We were lucky enough to spend a great deal of time with Thomas-Des-Bois throughout the week and getting to know him, his training and his motivations has been one of the most defining moments in my training to date. It has changed my views on physical training once again and reminded me that to be useful able to use our ability in a 'real' situation, we need to broaden our training methods and imagine more extreme scenarios when we practice. I also picked up some very useful psychological techniques for overcoming fear and progressed more technically in that week, that I think I could do in 3 months at home.
It was also cool to catch up and train with other friends such as Jerome, Gouda, Bruce and Alex. I'm forever grateful for the 'always welcome' reception in Lisses and it's a true testament to their attitudes that they're still so open to visitors even after seeing their discipline exploited by various worldwide associations.
We trained every single day and night and having just done a quick count, I've worked out that we trained for just under 60 hours of a possible 154! Take into account the hour or so we spent eating per day and the 8 we did sleeping each night, and it truly was a case of doing nothing but eating, sleeping and training our asses off.

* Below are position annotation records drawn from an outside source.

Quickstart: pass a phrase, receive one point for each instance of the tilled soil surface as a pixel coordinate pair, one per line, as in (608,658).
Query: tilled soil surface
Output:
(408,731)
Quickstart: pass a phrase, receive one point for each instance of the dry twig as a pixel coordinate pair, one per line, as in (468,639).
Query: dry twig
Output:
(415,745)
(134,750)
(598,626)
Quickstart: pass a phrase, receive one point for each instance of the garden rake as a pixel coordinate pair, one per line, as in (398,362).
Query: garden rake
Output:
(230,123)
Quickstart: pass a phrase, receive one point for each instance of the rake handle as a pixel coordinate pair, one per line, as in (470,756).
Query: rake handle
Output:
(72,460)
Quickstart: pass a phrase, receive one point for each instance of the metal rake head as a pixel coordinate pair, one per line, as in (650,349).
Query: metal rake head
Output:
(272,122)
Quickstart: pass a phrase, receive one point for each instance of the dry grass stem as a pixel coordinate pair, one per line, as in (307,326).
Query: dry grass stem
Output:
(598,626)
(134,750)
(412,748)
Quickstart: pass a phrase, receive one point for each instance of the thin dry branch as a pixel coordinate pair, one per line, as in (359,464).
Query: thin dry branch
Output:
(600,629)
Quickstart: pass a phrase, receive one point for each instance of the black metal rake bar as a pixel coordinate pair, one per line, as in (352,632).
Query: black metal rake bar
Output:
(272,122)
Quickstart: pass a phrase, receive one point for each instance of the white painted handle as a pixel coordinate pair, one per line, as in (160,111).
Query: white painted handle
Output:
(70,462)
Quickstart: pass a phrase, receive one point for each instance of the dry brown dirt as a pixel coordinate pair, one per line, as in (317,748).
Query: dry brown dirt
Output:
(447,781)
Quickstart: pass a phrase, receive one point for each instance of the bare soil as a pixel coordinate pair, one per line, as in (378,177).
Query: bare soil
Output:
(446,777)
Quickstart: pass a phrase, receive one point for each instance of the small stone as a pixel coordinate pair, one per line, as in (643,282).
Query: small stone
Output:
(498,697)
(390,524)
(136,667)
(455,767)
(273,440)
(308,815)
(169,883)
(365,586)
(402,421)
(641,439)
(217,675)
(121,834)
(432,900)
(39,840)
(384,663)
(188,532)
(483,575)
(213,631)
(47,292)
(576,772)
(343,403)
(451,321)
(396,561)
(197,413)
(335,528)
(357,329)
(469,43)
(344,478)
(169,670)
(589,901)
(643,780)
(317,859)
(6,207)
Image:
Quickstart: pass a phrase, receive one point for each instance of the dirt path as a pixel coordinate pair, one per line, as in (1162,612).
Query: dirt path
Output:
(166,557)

One of the most important parts of the trip for me was getting to know the guys I regularly train with week in, week out. I've known one of them for over 2 years and the others for over a year but you don't really know someone when you only spend two days per week with them so living with these guys for a week was truly a test of our friendship and I can happily say we all grew much closer during the week. I've not laughed that much in a LONG time.
So despite having written a long article on a training plan I was trying just before going to Lisses, I've decided to abandon that plan and train on a more day to day basis depending on what parts of my body are tired and what parts are feeling fresh. I've learnt in the past week that learning how to listen to your body and adapt your days' training around that is more productive and less likely to result in overuse injuries than sticking to a strict regime. Although regimes have worked very well for me in the past, I think that it's only now with that experience that I can trust my body to tell me what needs work rather than plan equal amounts of exercise for each body part during the week. If however you feel your training is lacking structure and it's what you might need more of until you can trust your body, then check out my article on Periodised Training for an alternate method of progression I researched over the past couple of months.
Having realised my strength level and ability in Lisses, my goal for now is to develop serious leg power and resistance by training repetitions of landings from a height (I'll carefully discover the height I'm comfortable landing from without a roll). Once per week I plan to do 50-100 repetitions of landings from this height then over time I'll very slowly increase the height until I notice my leg power improving significantly. Having spoken to Thomas about this in detail he advised me of how to do this in a safe manner and how to land and 'resist' the shock properly using muscles rather than trying to absorb it and risk damaging joints.
I am also going to work on my one-armed strength techniques such as pullups, chinups, hanging at different lock angles and of course pushups.
I'll let you all know how this training plan is working out for me and list the advantages and any disadvantages I come across.